For many readers (particularly, “couples” travelling through the customs channel from Hong Kong to the Mainland), the Court of Final Appeal’s judgment in HKSAR v. Lam Tan Ching  HKCFA 1, 25 January 2018, may come as some relief.
The defendant (appellant) was apparently stopped by customs officers and found to have had four cans of powdered milk formula in his backpack, being two cans for him and two for his wife. By the time he was stopped the defendant had become temporarily separated from his wife.
As some readers may recall, the Import and Export (General) (Amendment) Regulation 2013 came into operation on 1 March 2013 in order to combat so-called parallel trading in powdered milk formula between Hong Kong and the Mainland. As a result of amendment to the relevant regulations (Cap. 60A), the export of powdered formula to all places outside Hong Kong became prohibited pursuant to s. 6D(1) of the Import and Export Ordinance (Cap. 60), unless done in accordance with an export licence. However, regulation 6(1D) exempted powdered formula that (among other things):
“… is exported in the accompanied personal baggage of a person aged 16 or above leaving Hong Kong –
(a) if –
(i) the person did not leave Hong Kong in the last 24 hours; and
(ii) the formula does not exceed 1.8 kg in total net weight;”.

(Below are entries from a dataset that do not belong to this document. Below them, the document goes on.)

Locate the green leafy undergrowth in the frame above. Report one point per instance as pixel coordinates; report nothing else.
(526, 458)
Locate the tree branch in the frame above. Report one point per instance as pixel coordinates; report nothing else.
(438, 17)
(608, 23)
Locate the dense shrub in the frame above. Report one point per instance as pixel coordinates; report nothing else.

The four cans found in the defendant’s possession apparently weighed approximately 3.6 kg. He was convicted before a magistrate of an attempted offence under s. 6D(1) of the Ordinance and received a nominal fine. That decision was affirmed by a High Court judge. It appears that the defendant’s explanation that he was carrying two cans for his wife was to no avail because the magistrate took the view that each person leaving Hong Kong was not allowed to export more than 1.8 kg of powdered formula.
The issue before the CFA was essentially whether “the accompanied personal baggage of a person” was limited to the personal baggage carried by the person or extended to baggage carried by another who accompanied the person leaving Hong Kong. This issue turned on the meaning of “accompanied personal baggage”. The unanimous judgment of the CFA treated this as an everyday expression that was fact dependent and a matter of common sense. A telling passage from the judgment states (at paragraph 13):
“… Without attempting an exhaustive definition, I am of the view that on the basis of the defence case, two of the four cans of powdered formula should be regarded as part of the wife’s accompanied personal baggage, just as if she shared a suitcase with her husband and her clothes were in his suitcase. They were travelling on the same journey with her and belonged to her and should be regarded as her accompanying personal baggage.”
The CFA had no hesitation in quashing the defendant’s conviction. As the judgment notes, “Families travelling together often carry stuff for one another”.
The issue of parallel trading in Hong Kong is serious (particularly, with respect to certain items). However, on reflection, it would seem that the circumstances of this case are not the sort that the regulations were designed to catch. Presumably, customs officers seeking to enforce the regulations in the future may think twice before coming between a married couple and their personal baggage.